Lo Slai cobas sc ha comunque dato indicazioni chiare di non accettare la situazione; ha proposto subito l'impugnativa di questa selezione, ma ha innanzitutto detto: la via legale è una carta di riserva, dobbiamo reagire con la lotta e l'autorganizzazione. Non dobbiamo permettere che ci mandino tutti a casa, sappiamo poi quando è difficile metterci insieme. Ora che il ferro è caldo bisogna batterlo per far cambiare i piani al padrone e a chi lo ha consigliato e sussidiato. Ci dobbiamo ritrovare alla portineria, alla Direzione e ovunque è possibile per mostrare che a casa in queste condizioni non ci vogliamo andare. Possiamo partire anche con un centinaio. Perchè comunque sappiamo che una parte è difficile che viene, una parte vuole per ora rimanere in cigs e altri ancora aspettano gli eventi, hanno fiducia in chi gli dice di non preoccuparsi e non disperano di rientrare in quelli che la Mittal si dovrebbe riprendere.

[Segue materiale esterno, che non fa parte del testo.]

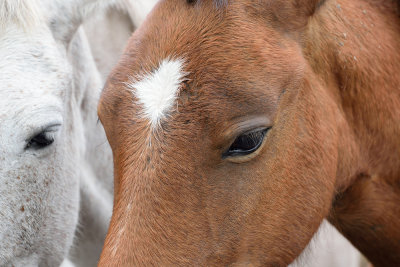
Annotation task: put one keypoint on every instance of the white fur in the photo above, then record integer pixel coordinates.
(157, 91)
(47, 80)
(329, 248)
(22, 12)
(126, 16)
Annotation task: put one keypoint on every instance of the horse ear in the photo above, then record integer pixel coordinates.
(67, 16)
(291, 14)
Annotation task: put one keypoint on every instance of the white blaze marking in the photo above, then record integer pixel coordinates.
(158, 91)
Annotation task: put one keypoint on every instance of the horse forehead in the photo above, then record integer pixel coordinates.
(156, 91)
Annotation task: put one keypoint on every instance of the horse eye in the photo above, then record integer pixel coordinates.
(40, 141)
(246, 144)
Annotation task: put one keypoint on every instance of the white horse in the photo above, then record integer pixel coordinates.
(49, 137)
(53, 154)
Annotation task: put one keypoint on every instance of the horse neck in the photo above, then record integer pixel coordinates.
(353, 48)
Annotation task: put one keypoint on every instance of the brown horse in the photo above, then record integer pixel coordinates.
(238, 125)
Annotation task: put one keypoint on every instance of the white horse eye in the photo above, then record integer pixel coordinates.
(42, 139)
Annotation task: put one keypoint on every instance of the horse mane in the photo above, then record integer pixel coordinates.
(25, 14)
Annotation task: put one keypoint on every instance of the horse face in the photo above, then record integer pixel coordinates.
(221, 153)
(41, 134)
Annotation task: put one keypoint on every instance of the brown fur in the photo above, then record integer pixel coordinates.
(323, 74)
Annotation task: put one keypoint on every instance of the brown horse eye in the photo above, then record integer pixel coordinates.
(246, 144)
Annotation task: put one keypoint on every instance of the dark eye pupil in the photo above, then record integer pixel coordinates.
(40, 141)
(246, 143)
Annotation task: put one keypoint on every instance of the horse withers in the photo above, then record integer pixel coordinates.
(237, 126)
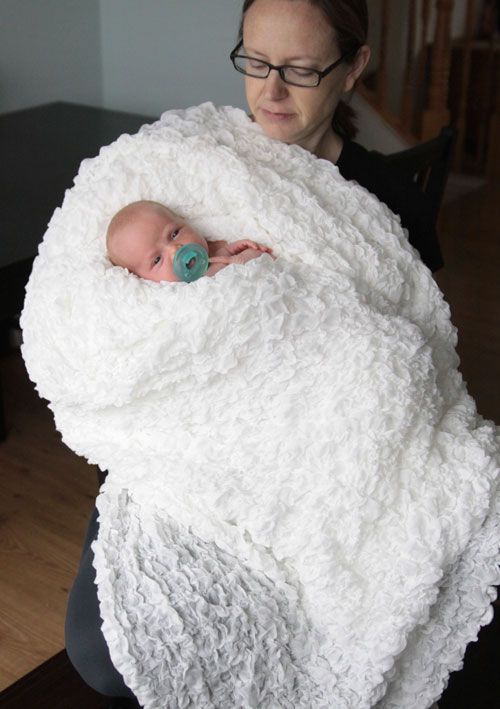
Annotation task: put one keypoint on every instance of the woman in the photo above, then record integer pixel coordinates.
(299, 58)
(306, 107)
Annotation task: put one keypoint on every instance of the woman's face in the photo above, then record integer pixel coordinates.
(294, 32)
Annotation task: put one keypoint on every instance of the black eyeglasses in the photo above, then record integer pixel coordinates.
(290, 74)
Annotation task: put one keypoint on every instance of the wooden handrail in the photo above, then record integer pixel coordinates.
(437, 113)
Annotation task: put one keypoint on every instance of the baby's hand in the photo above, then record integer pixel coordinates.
(236, 247)
(241, 257)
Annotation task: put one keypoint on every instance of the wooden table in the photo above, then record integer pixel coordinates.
(41, 149)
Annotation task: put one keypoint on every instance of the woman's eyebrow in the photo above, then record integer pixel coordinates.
(305, 59)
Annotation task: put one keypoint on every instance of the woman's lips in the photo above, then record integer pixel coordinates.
(276, 116)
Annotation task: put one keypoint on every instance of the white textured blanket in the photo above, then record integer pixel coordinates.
(302, 506)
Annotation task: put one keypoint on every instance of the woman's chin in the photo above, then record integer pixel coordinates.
(278, 126)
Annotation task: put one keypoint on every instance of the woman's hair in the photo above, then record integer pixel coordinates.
(349, 20)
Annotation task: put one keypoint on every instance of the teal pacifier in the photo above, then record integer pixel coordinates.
(190, 262)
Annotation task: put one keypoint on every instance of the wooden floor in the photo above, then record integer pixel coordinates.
(47, 492)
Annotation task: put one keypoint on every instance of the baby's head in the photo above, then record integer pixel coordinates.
(144, 237)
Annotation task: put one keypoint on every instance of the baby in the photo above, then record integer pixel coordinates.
(144, 237)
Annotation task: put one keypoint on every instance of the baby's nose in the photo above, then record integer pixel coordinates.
(172, 248)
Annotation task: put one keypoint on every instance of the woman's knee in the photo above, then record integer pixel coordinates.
(85, 643)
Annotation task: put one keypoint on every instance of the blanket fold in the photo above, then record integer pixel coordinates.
(302, 505)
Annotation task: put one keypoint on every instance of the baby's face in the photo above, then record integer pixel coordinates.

Ora però il sentimento prevalente è non accettare e capire perchè loro fuori e altri no.
Anche quelli rientrati sono preoccupati ma chiaramente per ora gli va bene.

Sui sindacati, che stamattina erano totalmente assenti alle portinerie (in fabbrica, stiamo monitorando), sono francamente ripresi i soliti discorsi di critica sul fatto che non hanno avuto garanzie e sull'accordo stesso che hanno firmato.
La maggiorparte degli operai messi fuori sono iscritti a questi sindacati e siamo noi per primi che vogliamo che questi lavoratori chiedano ai loro sindacati conto dei criteri. Così come sono apparsi i soliti discorsi che "ora è tardi", dimenticando o facendo finta di non tener conto di chi prima, come noi e non solo, ha detto quello che sarebbe successo e ha chiamato i lavoratori a mobilitarsi, a non accettare prima che firmassero l'accordo che ora mostra le sue conseguenze. Come diceva un nostro attivista: "Ci sono operai che prima avevano detto che era presto e ora ci dicono che è tardi".

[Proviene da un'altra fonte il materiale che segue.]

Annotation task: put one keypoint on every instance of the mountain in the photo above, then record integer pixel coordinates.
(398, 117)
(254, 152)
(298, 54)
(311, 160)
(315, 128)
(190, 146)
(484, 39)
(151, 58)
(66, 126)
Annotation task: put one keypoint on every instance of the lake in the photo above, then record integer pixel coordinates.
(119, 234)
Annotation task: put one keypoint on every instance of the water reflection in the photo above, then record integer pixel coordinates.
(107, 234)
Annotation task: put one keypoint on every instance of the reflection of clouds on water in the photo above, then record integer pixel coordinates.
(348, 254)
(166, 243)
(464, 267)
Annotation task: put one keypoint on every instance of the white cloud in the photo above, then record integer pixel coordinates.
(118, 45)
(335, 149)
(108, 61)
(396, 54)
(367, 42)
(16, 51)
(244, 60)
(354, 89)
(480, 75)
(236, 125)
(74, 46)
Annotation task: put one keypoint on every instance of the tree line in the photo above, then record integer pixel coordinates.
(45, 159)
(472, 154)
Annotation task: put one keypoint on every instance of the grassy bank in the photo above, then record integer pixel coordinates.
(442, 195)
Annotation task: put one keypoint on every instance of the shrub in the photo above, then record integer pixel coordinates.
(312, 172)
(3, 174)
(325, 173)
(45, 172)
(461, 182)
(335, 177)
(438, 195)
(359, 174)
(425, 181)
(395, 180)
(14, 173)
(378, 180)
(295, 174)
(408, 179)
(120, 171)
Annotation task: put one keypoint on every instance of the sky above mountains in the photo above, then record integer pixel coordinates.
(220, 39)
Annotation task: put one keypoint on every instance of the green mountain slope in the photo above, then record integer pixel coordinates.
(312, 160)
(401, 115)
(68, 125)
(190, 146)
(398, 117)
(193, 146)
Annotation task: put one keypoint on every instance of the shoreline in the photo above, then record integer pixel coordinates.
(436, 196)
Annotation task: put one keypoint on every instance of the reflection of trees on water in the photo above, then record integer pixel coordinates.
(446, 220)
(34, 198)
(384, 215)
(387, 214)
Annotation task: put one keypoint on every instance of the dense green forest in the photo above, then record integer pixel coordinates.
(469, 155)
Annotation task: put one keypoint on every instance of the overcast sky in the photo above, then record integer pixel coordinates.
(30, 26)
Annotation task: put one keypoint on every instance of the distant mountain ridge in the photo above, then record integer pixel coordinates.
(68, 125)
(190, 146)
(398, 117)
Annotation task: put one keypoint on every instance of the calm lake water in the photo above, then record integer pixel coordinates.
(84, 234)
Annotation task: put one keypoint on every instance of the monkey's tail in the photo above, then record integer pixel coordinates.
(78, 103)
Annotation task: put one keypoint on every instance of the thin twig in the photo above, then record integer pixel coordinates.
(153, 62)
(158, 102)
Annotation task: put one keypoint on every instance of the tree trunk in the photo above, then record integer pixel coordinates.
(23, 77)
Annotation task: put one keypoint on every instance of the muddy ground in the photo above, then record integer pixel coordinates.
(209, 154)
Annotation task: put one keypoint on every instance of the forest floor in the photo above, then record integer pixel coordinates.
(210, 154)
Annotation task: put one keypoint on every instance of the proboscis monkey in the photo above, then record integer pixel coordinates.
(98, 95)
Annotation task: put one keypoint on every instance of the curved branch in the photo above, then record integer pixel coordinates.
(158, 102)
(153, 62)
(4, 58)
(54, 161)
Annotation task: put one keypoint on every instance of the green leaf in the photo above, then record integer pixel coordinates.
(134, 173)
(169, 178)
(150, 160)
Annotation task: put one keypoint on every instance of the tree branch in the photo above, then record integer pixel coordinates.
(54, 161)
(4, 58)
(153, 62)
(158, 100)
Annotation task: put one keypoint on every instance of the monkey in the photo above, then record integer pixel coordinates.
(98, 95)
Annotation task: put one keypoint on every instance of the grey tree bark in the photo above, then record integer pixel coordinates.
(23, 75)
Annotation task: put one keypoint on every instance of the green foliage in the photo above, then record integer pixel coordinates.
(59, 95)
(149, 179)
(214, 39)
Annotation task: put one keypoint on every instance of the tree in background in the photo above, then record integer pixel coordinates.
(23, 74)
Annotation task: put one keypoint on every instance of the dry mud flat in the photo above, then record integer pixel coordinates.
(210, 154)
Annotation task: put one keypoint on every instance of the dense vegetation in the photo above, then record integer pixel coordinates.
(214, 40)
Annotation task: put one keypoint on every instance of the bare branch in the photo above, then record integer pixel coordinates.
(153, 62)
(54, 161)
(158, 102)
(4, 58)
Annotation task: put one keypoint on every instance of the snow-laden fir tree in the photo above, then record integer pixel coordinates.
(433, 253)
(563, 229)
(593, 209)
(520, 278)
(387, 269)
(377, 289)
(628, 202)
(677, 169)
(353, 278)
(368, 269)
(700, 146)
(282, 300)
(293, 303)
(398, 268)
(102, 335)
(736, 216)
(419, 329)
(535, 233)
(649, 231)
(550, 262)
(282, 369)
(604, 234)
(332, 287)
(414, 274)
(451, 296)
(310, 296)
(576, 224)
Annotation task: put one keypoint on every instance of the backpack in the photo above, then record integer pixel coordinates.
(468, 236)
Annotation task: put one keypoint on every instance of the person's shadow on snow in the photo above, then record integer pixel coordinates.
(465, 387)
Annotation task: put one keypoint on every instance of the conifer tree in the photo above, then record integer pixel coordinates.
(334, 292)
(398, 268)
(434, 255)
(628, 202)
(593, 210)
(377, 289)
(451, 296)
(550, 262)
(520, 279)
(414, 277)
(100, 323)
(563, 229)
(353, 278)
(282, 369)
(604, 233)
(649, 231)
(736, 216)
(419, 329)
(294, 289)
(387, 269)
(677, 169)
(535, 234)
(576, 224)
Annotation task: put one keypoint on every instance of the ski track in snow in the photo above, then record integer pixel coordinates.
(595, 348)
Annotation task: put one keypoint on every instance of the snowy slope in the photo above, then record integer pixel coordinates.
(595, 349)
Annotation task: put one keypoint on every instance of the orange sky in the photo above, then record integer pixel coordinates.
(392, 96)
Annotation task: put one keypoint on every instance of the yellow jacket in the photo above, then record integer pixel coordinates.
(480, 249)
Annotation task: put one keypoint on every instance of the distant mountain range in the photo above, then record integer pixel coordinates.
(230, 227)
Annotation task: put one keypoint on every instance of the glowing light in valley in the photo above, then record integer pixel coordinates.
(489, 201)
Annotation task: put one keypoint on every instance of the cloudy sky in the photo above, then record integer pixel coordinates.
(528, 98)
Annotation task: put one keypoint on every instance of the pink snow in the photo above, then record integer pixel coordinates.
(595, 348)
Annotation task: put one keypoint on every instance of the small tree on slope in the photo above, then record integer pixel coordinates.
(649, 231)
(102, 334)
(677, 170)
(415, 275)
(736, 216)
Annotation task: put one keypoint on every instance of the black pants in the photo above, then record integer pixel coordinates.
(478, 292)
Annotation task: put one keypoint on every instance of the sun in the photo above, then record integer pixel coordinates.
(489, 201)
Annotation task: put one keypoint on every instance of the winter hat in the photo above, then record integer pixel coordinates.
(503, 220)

Comunque, questa mattina è stato solo lo Slai cobas sc alla fabbrica a dire: "Non ci stiamo!" e gli operai hanno apprezzato, e tra di essi diversi avevano un nuovo atteggiamento verso di noi.
Alcuni hanno saputo di Margherita, chiesto notizie ed espresso solidarietà. E faceva piacere che in una fabbrica ripulita alle portinerie e alle bacheche di tutti i comunicati sindacali, campeggiava forte e chiara alla portineria "A" il grosso striscione: "La lotta non si arresta. Solidarietà a Margherita".

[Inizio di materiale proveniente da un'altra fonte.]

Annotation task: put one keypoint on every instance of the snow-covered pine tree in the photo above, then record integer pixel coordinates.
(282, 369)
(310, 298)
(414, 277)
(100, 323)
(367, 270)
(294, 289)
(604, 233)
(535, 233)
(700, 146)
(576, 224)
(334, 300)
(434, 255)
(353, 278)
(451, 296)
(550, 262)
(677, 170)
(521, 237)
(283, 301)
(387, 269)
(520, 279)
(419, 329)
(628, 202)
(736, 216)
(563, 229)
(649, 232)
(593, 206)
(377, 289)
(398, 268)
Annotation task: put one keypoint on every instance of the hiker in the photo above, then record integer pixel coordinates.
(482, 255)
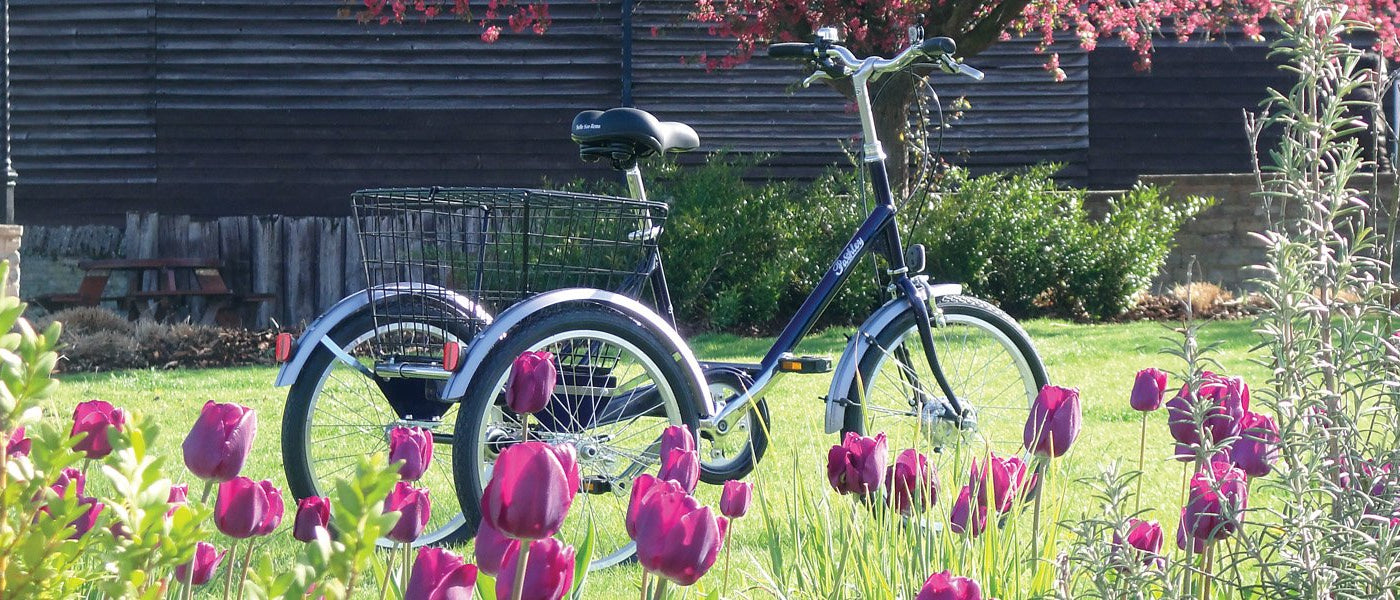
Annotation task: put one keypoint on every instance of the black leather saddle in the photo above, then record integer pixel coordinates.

Ecco: la lotta non si arresta! Questa è anche una parola d'ordine. Capire subito e ricominciare!
Da lunedì 6 novembre, dobbiamo dare una risposta. Il 7 novembre i padroni vengono a Taranto a fare la Conferenza stampa, non gliela lasceremo fare in pace e se si blindano comunque la nostra voce in fabbrica e in città ci sarà. Il 7 sera è convocata una prima riunione alla nuova sede dello Slai cobas sc (Taranto via Livio Andronico, 47 ang. via Polibio), per organizzarci, verificare subito possibilità di lotta, forme di lotta, ricorso legale.
Sono giorni che scriviamo: Abbiate fiducia! Fiducia in voi stessi, fiducia nella lotta, fiducia in noi dello Slai cobas sc.
C'è ancora alla portineria la scritta nostra: "Il piano Mittal non passerà!". certo avremmo voluto che questa parola d'ordine fosse stata già presa nelle mani degli operai, e siamo sicuri che l'accordo così com'è non sarebbe passato.

Ma in questa fabbrica ci sono stati anche organizzazioni sindacali e lavoratori che avrebbero dovuto essere con noi, perchè un'avanguardia ci vuole per fare la lotta.
Ma l'USB ha tradito i lavoratori, ha tradito i suoi iscritti, molti dei quali stamattina erano stati messi fuori da Mittal. E non venga adesso Rizzo a fare il fenomeno...
Anche Massimo Battista/Ranieri, i Liberi e pensanti, l'attuale Flmu/cub, che oggi "schamano" sui giornali e accusano chiaramente Mittal e sindacati di averli fatti fuori. Ma con la linea della chiusura dell'Ilva hanno aiutato Mittal e sindacati a farli fuori.

Ora, però, bisogna unire le forze per rovesciare questa situazione.